All publishers commit non-books, but some do it more than others. One of the most persistent is Bernard Geis, who operates as a kind of non-publisher, distributing his wares through Bennett Cerf's Random House, and setting up shop to promote non-books, including those of backers Art Linkletter (The Secret World of Kids) and Groucho Marx (Groucho and Me). Says Geis: "I want to do anything that can be done to get the audience back to books." Then he adds, less piously: "I don't care what kind of book it is."
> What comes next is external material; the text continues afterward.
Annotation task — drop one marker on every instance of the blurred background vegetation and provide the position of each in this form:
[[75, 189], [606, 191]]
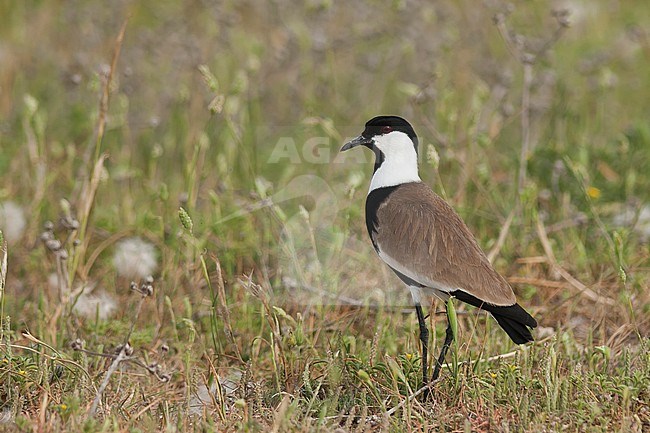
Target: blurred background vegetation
[[203, 94]]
Less splashy but longer established are Mel Evans and George deKay, contractors who dream up nonbook ideas, hire authors and editors, and sell the product to publishing houses. The merchandise consists mostly of such night-table cannonballs as Fateful Moments, an anthology of traumata from Joan of Arc to Helen Keller, and the Great Treasury of American Writing, warmed-over heart warmers compiled by Louis Untermeyer.
Vice President Kenneth Giniger of Prentice-Hall's Hawthorn Books found one of his more successful package series in a succession of picture books showing Bishop Fulton J. Sheen acting out the Mass, touring Rome, and so forth. "It's like doing a movie, and I'm the producer," says Giniger happily, and he is obviously his own best pressagent. He discourages authors and agents. The firm invents most of its subjects, then cuts its risk with businesslike efficiency: it sends out form letters asking prospective customers if they would like to inspect a new book for a 30-day, money-back trial. If enough patrons of literature bite. Giniger commissions a ghost (often British, for lower fee and better prose) to write the book. If not, the idea is killed, polite regrets are issued to the folks.
A partial list of recent non-books:
Zsa Zsa Gabor: My Story Written for Me by Gerold Frank (World; $3.95). From Hungary to satiety, via Conrad Hilton, George Sanders and Porfirio Rubirosa. If this sentence were not the book's last, it would be fair warning: "Who knows, in this life of ours, what is really true and what is enchanting make-believe?"
Ustinov's Diplomats (Geis; $1.50). Can be read while running a four-minute mile; funny big pictures, mildly funny little text in which Ustinov, in his better moments the most amusing beard since G.B.S., imitates U.N. types. Typical Geis touch: Cineman Kirk Douglas adds an introduction in which he reminds everyone that Ustinov appears with him in the forthcoming movie Spartacus.
The Conformists, by Jack Wohl (P. S. Books; $1). Almost no text, pictures or humor: the gimmick is that colored balls, squares and triangles say things to each other. Orange ball to orange lump: "Tell me, Harriet, did you ever think of wearing a girdle?"
The Secrets of Long Life, by Dr. George Gallup and Evan Hill (Geis; $2.95). Longevity statistics that a newspaper could summarize in half a column, padded to book length by some extraordinarily foolish anecdotes and a questionnaire in which the reader can test his chances of living long enough to see publishing get even worse.